ITRA heralds new era for trail running

Massive growth of the activity is predicted by ITRA president, who warns the sport is at a crossroads

Race to the King

by Paul Halford |

Pic: UK events such as the Race to the King have helped increase the popularity of trail running in recent years (credit: organisers)

Trail running is entering a new phase globally as the rapidly growing sport faces decisions on its future direction, the president of the International Trail Running Association has said.

Bob Crowley's extensive "Trail Running Report" notes an annual 12% growth in the number of participants over the last 15 years, currently 20 million worldwide.

“I believe the future of trail running is bright,” he writes. “But we must be diligent in preserving our community and the values upon which it is built. We are at a crossroads in trail running."

Crowley believes trail running is a critical juncture, labelling 2020 the start of "trail running 2.0".

He says the sport is on the brink of further mass expansion with more interest from commercial brand and race organisers. However, the evolution of the trail running could lead to a diversion from its initial values.

He continues: "What will become of our hard earned and beloved community? Will the foundational values upon which we were raised and our community rests prevail, or will they be diluted or worst, disappear?"

ITRA says 77% of its participants are male but notes that it has seen increase in female runners in the last five years, predicting a further narrowing of the gender gap in the near future.

The report states: "Women love trail running and their innate determination, pain tolerance and embracing community provide a promising foundation for the future.

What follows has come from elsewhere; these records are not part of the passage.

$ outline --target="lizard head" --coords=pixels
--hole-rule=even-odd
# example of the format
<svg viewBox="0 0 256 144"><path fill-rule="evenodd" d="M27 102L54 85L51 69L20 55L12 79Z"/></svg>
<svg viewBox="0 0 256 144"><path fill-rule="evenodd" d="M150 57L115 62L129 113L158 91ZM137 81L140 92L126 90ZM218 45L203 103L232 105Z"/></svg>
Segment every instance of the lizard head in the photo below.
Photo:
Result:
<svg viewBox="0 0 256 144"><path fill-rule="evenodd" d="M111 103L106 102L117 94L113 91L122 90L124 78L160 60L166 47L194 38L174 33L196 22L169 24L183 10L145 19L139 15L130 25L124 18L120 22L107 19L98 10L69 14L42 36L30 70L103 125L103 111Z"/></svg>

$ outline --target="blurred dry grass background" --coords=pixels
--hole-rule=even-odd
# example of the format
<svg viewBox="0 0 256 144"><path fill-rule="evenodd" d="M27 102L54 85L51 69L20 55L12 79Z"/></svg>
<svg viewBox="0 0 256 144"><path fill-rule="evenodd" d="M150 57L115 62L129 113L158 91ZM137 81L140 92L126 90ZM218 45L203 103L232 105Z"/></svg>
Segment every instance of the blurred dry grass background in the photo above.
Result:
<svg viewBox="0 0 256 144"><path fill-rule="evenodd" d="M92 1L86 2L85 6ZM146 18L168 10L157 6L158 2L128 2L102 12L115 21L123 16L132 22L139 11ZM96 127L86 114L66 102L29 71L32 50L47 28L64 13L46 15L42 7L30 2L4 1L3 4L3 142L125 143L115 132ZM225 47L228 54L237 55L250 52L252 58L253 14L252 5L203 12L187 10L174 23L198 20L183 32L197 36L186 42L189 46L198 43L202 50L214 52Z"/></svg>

It’s about time."

The average age of runners is dropping, currently at 40. The ITRA's performance database ranks 1.8 million runners, who have competed in some of the 10,000 races around the world.

Crowley says more can be done to make trail running more diverse and environmentally friendly and to make the trails safer.

In addition, the report raises the idea of trail running becoming an Olympic sport one day as "possible", though admitting the journey to that status would be long. "As the participation in and popularity of trail running continues to grow, the quality and quantity of elite competitors improves and the World Champions increase country participation, the odds improve."